Sadly, under the current law, grandparents do not have a legal right, in principle, to have a continued relationship with their grandchildren. Under the Children Act 1989, the parents of the child in question (including steps parents) have an automatic right to issue an application for contact. In addition, those persons having cared for the child in excess of 3 years, also have an automatic right to issue an application for contact.
If you are being denied reasonable grandparent contact I would suggest that you arrange a meeting to consider suitability of mediation. This option will serve you, the parents and the grandchildren well.
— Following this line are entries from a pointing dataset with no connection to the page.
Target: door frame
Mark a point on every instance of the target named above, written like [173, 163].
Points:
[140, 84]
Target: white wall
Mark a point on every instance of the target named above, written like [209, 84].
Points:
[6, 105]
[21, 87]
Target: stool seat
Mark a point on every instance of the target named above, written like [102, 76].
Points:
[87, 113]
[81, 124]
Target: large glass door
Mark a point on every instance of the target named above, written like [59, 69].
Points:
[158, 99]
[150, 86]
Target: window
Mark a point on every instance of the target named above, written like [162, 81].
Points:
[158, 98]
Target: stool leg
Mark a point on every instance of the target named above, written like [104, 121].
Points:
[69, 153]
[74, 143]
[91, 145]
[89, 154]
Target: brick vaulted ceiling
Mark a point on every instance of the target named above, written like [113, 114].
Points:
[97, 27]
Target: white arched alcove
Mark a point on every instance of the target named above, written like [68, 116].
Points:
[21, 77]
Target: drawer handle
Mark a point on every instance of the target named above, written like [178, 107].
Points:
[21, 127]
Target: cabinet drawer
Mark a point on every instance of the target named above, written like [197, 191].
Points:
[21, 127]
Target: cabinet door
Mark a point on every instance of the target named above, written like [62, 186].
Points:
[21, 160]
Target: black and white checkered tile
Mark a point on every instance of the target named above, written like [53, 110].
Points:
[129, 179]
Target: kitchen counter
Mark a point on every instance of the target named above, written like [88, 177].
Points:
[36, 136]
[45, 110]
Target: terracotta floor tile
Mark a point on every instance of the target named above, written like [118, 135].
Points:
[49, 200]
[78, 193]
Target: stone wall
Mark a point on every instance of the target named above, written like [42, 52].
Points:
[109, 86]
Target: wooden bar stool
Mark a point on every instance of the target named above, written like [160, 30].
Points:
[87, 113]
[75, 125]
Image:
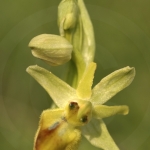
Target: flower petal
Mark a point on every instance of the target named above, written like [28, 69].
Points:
[102, 111]
[112, 84]
[60, 92]
[85, 84]
[97, 134]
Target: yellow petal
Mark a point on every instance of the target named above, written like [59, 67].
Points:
[97, 134]
[84, 87]
[103, 111]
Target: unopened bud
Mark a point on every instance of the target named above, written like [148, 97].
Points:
[67, 15]
[53, 49]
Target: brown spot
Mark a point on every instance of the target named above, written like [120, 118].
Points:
[43, 135]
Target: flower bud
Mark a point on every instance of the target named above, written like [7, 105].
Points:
[67, 14]
[53, 49]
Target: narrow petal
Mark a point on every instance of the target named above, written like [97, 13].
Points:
[60, 92]
[112, 84]
[97, 134]
[88, 40]
[84, 87]
[102, 111]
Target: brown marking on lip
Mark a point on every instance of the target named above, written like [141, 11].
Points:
[42, 135]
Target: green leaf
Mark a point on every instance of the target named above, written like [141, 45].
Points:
[102, 111]
[97, 134]
[112, 84]
[60, 92]
[85, 84]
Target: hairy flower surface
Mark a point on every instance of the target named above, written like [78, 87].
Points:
[80, 110]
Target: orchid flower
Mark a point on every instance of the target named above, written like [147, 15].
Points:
[80, 110]
[80, 107]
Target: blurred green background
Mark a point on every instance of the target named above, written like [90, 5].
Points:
[122, 32]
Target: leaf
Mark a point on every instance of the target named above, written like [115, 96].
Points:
[102, 111]
[60, 92]
[112, 84]
[97, 134]
[85, 84]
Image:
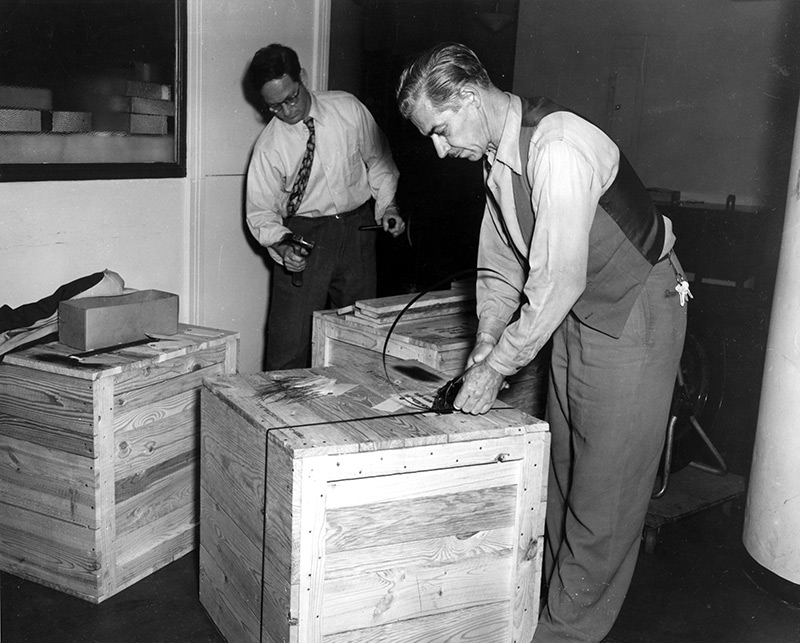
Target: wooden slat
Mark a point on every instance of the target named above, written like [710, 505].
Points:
[386, 523]
[233, 462]
[172, 376]
[401, 593]
[419, 553]
[50, 551]
[51, 400]
[104, 483]
[318, 422]
[432, 457]
[173, 495]
[280, 507]
[530, 512]
[52, 437]
[437, 300]
[155, 544]
[482, 624]
[309, 547]
[48, 481]
[154, 433]
[230, 573]
[229, 610]
[419, 484]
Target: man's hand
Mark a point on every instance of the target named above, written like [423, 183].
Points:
[392, 222]
[480, 388]
[294, 258]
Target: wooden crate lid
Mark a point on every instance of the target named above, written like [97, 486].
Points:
[332, 410]
[54, 357]
[384, 310]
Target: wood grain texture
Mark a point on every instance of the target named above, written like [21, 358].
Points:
[482, 624]
[378, 525]
[440, 336]
[99, 474]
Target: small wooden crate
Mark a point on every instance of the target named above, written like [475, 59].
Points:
[437, 330]
[333, 512]
[99, 459]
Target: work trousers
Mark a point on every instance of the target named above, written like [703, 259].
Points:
[340, 270]
[608, 409]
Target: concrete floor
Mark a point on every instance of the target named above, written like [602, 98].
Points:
[691, 588]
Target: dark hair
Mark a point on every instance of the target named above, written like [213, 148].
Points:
[272, 62]
[439, 75]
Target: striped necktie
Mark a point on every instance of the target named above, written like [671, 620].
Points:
[300, 183]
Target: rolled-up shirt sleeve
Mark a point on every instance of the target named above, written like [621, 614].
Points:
[382, 172]
[263, 201]
[565, 193]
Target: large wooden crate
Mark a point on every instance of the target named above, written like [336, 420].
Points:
[99, 459]
[437, 330]
[334, 512]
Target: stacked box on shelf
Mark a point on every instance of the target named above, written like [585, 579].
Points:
[99, 459]
[437, 330]
[335, 510]
[21, 108]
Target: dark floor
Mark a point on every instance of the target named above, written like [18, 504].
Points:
[692, 588]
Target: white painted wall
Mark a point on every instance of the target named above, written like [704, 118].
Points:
[180, 235]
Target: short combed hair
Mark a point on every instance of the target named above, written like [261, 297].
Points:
[273, 62]
[439, 75]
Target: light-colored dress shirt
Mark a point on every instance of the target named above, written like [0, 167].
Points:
[352, 162]
[571, 164]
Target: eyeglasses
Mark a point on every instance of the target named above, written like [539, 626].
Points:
[291, 101]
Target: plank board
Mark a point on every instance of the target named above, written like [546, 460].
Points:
[99, 479]
[375, 525]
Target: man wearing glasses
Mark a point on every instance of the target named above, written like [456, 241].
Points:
[317, 169]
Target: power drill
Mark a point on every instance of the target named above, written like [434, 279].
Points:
[300, 244]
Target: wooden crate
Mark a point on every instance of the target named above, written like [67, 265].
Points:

If mediation is not a suitable or fails to resolve the dispute then an application can be made to the Court for a Contact Order subject to the Court granting “leave” (permission) to file an application for contact.
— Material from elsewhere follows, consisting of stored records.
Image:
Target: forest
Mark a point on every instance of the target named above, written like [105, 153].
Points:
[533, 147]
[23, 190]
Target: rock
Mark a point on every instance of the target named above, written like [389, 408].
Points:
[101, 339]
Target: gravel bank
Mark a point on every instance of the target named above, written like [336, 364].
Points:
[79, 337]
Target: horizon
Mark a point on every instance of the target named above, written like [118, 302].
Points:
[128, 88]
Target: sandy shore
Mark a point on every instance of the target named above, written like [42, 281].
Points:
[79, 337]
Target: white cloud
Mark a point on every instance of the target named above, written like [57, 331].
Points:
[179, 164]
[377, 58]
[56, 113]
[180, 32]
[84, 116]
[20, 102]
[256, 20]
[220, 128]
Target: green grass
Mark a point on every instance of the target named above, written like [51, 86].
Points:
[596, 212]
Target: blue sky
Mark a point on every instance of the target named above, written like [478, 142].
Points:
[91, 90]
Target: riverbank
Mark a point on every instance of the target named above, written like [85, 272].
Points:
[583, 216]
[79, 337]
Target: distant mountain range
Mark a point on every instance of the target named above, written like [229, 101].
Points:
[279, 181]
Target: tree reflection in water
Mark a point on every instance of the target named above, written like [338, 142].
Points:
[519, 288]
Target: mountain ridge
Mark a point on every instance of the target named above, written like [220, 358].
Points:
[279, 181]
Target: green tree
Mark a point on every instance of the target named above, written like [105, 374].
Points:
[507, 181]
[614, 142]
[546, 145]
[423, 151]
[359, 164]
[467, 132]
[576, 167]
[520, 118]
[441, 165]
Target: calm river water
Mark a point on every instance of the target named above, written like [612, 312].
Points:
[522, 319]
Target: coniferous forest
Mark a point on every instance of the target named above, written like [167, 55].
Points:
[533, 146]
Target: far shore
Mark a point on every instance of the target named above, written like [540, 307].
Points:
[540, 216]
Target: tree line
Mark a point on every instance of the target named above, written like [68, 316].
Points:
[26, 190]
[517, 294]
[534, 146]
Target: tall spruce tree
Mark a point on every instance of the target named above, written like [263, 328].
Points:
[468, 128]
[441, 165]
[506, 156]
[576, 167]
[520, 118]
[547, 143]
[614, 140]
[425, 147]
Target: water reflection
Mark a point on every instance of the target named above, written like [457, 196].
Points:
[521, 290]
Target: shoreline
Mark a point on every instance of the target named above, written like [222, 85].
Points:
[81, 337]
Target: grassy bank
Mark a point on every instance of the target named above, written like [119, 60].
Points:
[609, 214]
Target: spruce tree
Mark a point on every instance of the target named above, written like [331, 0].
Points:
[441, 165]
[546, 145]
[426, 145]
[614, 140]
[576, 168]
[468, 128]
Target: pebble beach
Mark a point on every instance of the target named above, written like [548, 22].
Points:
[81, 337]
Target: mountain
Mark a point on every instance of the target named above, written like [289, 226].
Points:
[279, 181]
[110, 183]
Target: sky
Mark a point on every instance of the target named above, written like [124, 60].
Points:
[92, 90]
So, if you are a grandparent, you will have to show that you have a meaningful relationship with your grandchild and that he/she has an important connection with you.
Once leave is granted by the Court, the application will go ahead on the same basis as any other application before the Court for contact under the Children Act 1989.
Please refer to my pages on Child Contact and Residence for more details and information about the same.There is a review being carried out by the Family Justice Council requesting “a statement in law” about the importance of both parents having a relationship with their children and reinforcing the importance of a continued and meaningful relationship with grandparents.
The review calls for a simpler service for families that are separating. It is hoped that this will help separating couples to focus on their child(ren) and to reach agreement, if possible, without going to Court and via the Family Mediation route.